Cosmic destiny aside, what caught my attention as a teen was this passage.
“Now as you may have heard, strange things happen as one approaches the speed of light. Time itself begins to flow at a different rate-to pass more slowly, so that what would be months on Earth would be no more than days on the ships of the Overlords. The effect is quite fundamental: it was discovered by the great Einstein more than a hundred years ago.
“I have made calculations based on what we know about the Stardrive, and using the firmly-established results of Relativity theory. From the viewpoint of the passengers on one of the Overlord ships, the journey to NGS 549672 will last not more than two months — even though by Earth’s reckoning forty years will have passed.”

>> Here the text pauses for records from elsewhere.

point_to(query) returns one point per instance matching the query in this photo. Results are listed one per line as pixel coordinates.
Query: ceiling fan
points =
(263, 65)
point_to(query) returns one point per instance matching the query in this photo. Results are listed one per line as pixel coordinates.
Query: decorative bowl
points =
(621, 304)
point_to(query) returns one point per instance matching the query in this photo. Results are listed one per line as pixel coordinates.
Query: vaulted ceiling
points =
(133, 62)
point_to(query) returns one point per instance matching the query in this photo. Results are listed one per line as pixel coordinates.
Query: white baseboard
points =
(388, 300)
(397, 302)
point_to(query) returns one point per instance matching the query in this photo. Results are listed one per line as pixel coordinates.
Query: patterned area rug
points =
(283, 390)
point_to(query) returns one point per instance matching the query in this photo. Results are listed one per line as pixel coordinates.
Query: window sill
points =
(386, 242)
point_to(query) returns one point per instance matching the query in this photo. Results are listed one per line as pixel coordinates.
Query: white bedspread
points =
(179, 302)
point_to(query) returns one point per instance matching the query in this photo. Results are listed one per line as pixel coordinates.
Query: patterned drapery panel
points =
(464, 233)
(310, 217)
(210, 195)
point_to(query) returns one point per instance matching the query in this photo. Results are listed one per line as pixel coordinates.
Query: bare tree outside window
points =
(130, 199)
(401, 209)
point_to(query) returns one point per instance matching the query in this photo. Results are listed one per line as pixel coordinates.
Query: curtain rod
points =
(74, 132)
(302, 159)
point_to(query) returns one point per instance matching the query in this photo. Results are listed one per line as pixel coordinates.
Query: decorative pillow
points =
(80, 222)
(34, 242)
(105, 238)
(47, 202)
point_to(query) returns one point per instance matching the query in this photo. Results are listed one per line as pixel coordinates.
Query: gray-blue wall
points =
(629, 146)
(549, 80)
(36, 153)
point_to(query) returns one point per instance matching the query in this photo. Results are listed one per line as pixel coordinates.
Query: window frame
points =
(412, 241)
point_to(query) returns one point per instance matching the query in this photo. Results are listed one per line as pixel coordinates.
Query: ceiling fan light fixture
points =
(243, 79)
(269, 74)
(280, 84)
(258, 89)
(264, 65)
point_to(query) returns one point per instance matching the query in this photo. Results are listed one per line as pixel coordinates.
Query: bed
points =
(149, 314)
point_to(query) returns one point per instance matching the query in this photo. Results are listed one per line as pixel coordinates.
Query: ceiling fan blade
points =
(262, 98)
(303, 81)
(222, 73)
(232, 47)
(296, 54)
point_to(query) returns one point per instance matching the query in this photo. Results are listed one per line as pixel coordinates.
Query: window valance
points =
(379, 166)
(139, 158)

This detail blew my mind and inspired years of fiddling around with equations for time dilation and related matters. It is too bad that relativistic star flight would seem to be impossible, even more impossible than a world with four or five television channels! Still, fiddling with those equations gave meaning and fun to my life.
At this point in the review my editor often asks me to opine on the quality of the prose and characters. Well, the prose is functional. The characters… you did see the author’s byline, right? Clarke novels are generally populated by sensible middle-class British people (even the characters who are not British) who would agree with Clarke on most subjects, and who do not much bother with being distinguishable from one another. They suffice to get the plot from A to B.
Childhood’s End is available here (Amazon US), here (Amazon Canada), here (Amazon UK), here (Apple Books), here (Barnes & Noble), here (Chapters-Indigo), and here (Words Worth Books).
1: This is one of the rare cases where I can narrow almost exactly when I first read this. My paperback is $1.25, which means it is the November 1973 edition. The price was jacked up to an exorbitant $1.50 in January of 1974. That leaves a very narrow window in which I could have encountered this specific edition. The price rise is a tribute to the horrors of 1970s stagflation.
Canny readers will be aware that November 1973 to January 1974 is slightly earlier than the range covered by my Tears Reviews. But I know for a fact that I reread this book in the 1970s. I did like it.
2: Marriage is always with a person of the opposite gender. There are probably SF books of this vintage that feature same-sex marriages, but this is not one of them.
3: Odd coincidence. Last week, I mentioned on Bluesky a Clarke story in which all of the world’s religions disappear in a puff of logic after a time-viewer allows adherents to discover that their respective religions’ histories were false or at least grossly misunderstood. Only one religion survives. Only Buddhism is sufficiently pure and philosophical to survive the shock. I couldn’t remember the title. It was Childhood’s End.